Boom di riso invenduto, 50mila tonnellate nei silos. L’importazione dalla Cambogia senza dazio mette in crisi le aziende italiane. Gli agricoltori: «Così e' impossibile competere, l’Europa deve ripristinare la tassa»
MORTARA. Nei silos italiani rimangono ancora 50mila tonnellate di riso Indica. Nel 2013-2014, secondo l’ultima rilevazione dell’Ente nazionale risi, sono state vendute 441mila tonnellate di risone su 491mila disponibili, cioè l’89%. Nella precedente campagna agraria, sempre a inizio agosto, la percentuale era pari al 96%: 423mila su 437mila. E’ il risultato diretto dell’importazione di riso Indica dalla Cambogia a dazio zero. A detta delle organizzazioni agricole, «questo mette a rischio migliaia di imprese agricole lombarde e piemontesi». La situazione delle vendite e delle rimanenze dei produttori aggiornata all’altro ieri parla chiaro: il riso Lungo B, detto anche Indica da esportazione, è rimasto nei magazzini molto più del Lungo A, gruppo che comprende i risi Japonica più pregiati come Carnaroli, Arborio, Roma e Baldo.

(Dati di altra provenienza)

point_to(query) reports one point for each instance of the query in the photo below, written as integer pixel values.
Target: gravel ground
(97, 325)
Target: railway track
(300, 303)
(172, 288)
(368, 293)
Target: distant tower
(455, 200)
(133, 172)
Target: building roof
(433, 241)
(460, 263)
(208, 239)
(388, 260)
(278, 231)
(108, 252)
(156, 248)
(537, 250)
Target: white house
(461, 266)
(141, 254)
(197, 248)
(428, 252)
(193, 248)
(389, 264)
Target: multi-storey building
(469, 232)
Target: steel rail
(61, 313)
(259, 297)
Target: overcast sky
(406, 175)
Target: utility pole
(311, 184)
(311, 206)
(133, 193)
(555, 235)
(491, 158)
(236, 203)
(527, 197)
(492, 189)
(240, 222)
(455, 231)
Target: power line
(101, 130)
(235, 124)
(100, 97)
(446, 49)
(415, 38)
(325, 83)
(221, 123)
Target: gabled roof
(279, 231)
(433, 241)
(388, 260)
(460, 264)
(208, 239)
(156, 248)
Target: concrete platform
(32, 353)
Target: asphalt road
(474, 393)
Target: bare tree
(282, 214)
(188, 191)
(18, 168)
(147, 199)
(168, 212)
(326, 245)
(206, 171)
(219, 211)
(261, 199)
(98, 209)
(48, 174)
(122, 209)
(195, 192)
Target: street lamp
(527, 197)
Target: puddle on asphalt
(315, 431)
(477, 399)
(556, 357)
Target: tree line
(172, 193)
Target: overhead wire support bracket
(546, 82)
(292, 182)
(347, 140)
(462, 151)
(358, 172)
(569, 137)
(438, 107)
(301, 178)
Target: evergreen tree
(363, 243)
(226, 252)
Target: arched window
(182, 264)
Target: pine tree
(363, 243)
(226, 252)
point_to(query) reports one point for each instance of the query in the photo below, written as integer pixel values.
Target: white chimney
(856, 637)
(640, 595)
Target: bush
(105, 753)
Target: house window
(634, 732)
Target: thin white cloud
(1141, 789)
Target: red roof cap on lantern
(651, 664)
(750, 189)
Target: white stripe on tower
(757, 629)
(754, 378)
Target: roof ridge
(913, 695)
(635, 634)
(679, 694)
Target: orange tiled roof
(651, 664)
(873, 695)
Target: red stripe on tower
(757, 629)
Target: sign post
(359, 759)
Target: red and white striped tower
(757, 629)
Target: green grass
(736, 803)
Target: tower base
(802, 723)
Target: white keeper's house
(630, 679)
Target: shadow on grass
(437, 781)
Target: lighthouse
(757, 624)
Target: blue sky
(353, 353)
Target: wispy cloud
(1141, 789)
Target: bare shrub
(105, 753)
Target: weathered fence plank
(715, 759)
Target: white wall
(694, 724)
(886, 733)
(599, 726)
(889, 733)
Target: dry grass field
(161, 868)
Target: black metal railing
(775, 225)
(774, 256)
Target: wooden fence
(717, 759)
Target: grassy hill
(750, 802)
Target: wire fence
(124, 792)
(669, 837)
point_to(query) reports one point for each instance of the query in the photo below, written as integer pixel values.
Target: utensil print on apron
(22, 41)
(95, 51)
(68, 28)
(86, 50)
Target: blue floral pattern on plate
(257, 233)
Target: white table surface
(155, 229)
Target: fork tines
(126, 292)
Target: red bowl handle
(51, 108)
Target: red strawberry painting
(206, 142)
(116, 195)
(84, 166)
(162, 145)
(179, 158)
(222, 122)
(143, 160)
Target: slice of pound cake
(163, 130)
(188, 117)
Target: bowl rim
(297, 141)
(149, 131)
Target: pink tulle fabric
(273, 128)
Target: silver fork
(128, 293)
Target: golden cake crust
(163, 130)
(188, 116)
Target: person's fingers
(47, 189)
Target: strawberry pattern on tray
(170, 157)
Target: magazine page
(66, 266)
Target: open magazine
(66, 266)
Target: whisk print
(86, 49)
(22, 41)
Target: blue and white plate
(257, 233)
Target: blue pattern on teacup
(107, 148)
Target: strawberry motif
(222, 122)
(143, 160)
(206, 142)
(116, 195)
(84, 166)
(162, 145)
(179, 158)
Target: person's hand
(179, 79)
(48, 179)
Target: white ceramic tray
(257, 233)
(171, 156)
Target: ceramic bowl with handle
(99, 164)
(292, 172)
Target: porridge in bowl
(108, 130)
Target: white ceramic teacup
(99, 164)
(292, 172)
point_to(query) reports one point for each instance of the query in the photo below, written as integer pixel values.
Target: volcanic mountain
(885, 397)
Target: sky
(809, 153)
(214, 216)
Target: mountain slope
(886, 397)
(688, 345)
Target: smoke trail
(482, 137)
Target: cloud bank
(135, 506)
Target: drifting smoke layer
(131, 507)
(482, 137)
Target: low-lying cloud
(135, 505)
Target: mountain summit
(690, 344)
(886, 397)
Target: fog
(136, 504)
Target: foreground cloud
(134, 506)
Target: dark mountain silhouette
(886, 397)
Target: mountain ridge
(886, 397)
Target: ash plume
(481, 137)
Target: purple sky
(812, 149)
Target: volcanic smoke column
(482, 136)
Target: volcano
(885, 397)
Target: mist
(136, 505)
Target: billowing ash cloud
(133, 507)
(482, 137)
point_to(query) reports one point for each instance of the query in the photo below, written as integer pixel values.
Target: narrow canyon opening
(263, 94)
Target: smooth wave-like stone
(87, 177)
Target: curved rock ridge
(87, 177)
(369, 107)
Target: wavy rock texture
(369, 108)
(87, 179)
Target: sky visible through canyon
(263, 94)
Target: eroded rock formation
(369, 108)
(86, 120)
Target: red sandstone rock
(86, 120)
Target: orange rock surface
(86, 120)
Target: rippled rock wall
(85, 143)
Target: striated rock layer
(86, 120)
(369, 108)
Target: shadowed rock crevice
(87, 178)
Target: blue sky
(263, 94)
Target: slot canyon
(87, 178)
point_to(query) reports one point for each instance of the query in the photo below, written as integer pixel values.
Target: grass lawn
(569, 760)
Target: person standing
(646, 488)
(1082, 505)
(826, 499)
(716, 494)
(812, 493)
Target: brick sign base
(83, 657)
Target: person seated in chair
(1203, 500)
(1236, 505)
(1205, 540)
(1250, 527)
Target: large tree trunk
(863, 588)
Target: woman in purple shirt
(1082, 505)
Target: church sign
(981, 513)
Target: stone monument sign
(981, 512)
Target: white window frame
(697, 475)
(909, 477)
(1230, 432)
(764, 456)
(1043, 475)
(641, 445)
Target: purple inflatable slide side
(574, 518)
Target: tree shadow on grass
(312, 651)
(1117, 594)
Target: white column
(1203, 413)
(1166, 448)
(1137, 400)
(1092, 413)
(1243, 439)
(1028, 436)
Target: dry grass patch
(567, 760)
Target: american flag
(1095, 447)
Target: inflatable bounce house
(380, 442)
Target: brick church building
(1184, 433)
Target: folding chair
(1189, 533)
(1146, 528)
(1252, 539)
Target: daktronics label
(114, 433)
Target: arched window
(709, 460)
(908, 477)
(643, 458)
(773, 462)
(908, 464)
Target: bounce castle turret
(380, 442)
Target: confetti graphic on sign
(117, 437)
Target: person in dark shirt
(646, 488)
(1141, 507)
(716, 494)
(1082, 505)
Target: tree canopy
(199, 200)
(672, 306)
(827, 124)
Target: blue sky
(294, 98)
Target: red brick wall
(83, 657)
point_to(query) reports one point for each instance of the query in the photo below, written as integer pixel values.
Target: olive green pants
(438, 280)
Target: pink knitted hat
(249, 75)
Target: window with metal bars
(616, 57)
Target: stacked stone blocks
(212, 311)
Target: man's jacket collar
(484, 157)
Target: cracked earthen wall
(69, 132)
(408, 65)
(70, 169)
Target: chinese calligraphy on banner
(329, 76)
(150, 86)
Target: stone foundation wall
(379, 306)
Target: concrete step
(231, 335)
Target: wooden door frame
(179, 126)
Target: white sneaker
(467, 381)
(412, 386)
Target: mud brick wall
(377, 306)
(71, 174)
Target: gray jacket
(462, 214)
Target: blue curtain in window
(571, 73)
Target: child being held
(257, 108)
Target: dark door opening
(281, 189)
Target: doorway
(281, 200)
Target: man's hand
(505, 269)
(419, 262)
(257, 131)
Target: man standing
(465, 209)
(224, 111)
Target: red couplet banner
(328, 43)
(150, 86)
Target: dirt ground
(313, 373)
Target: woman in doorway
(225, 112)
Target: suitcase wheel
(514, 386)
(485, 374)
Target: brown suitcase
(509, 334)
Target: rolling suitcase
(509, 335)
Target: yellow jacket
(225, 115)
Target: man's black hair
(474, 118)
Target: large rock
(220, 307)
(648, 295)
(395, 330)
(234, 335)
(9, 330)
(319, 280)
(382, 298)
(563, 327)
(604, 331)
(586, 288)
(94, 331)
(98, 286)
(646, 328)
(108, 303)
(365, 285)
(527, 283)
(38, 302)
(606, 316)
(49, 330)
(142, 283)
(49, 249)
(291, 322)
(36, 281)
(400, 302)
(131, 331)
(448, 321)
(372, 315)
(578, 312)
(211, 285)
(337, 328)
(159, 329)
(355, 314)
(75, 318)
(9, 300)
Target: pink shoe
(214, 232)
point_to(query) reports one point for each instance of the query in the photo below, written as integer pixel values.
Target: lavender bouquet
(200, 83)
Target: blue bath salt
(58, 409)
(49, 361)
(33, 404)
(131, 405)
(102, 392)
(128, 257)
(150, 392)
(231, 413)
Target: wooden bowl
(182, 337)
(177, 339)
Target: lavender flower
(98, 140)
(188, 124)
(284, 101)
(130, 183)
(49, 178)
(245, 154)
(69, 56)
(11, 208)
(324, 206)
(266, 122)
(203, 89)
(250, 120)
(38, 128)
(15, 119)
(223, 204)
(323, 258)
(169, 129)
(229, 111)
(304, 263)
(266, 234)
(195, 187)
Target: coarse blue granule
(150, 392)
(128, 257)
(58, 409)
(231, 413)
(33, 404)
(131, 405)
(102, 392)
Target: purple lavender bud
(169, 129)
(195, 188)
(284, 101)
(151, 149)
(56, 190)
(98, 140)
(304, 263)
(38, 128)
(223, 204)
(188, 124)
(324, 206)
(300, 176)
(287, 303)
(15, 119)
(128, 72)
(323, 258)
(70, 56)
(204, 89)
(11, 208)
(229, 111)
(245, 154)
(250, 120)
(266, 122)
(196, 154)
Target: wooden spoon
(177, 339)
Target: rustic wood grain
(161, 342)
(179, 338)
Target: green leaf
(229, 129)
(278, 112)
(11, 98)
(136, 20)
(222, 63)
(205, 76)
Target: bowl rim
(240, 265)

Quest’ultimo è stato venduto praticamente tutto: 528mila tonnellate su 531mila. Bene anche i risi Tondi, venduti per il 95%, mentre i risi Medi, comunque poco coltivati in Lomellina, fanno registrare una percentuale vicina al Lungo B (87%). I dati diffusi dall’Ente nazionale risi non fanno sorridere il migliaio di risicoltori lomellini, che hanno destinato agli Indica 18.300 dei 58mila ettari coltivati a risaia. Prima di loro in Italia e in Europa ci sono solamente i vercellesi con 30mila ettari. Se per la Lomellina s’ipotizza una resa media di 6 tonnellate per ettaro, la produzione annua di riso Indica raggiunge le 110mila tonnellate: più di un quinto del totale nazionale, che da qualche mese soffre a causa della concorrenza del riso asiatico. «Se si permette alla Cambogia di esportare riso a dazio zero nell’Unione europea, sarà la fine non solo della risicoltura italiana, la più importante in Europa, ma di tutto il riso comunitario – ha commentano Luciano Nieto ed Elena Vercesi, direttori di Confagricoltura e Cia Pavia – Non c’è un Paese europeo produttore di riso in grado di competere con il prezzo di arrivo dell’Indica cambogiano. Questo perché il Lungo B Indica prodotto in Italia, che costa mediamente 55 euro al quintale, dovrebbe costare non più di 43 euro per reggere la concorrenza del corrispondente riso cambogiano».
Ora gli occhi dei risicoltori italiani sono rivolti a Bruxelles, che deve decidere sulla richiesta di applicare la clausola di salvaguardia all’importazione di riso dalla Cambogia. Con questa iniziativa l’Italia punta a ottenere il ripristino immediato del dazio ordinario di 175 euro su ogni tonnellata di riso lavorato importato dalla Cambogia, per un periodo di un anno.